The final bill wasn’t itemized, but when I added it up using the prices for the smaller-sized drinks and fries it came out almost exactly to their total, $25.30

With tax and tip, our meal came to $32.96.

I’d be remiss if I didn’t mention the photo collages, made from snipped and clipped photos — the developed kind, taken with a film camera. Images of their customers, elbows on the counter or cozied up in booths, with arms around each other, some shy, some smiling.

The photos were taken years ago by the owner’s brother. It started out as just a few, but everyone wanted their photo displayed. Now there are dozens of frames. Newest Lunch has had a lot of regular customers.

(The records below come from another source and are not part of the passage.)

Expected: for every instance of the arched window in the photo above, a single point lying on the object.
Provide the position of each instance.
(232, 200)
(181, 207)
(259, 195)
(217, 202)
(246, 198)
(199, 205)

I didn’t love everything at Newest Lunch, but what I loved I was all-in for: the soup, the nostalgia, the nice people. “It would be nice to have this in our neighborhood,” said Sheryl.

Stop in for old-school hospitality and some seriously good, honest food. You can see why it has endured.

Caroline Lee is a freelance writer who lives in Troy. Reach her at [email protected].

Newest Lunch

WHERE: 715 Albany St., Schenectady; (518) 377-6580;

WHEN: 7 a.m. to 4 p.m. Monday to Saturday; closed Sunday

HOW MUCH: $32.96 with tax and tip

MORE INFO: Credit cards: Mastercard, Visa, American Express, Discover. Not ADA compliant. Accommodations made for children’s meals. Parking on street.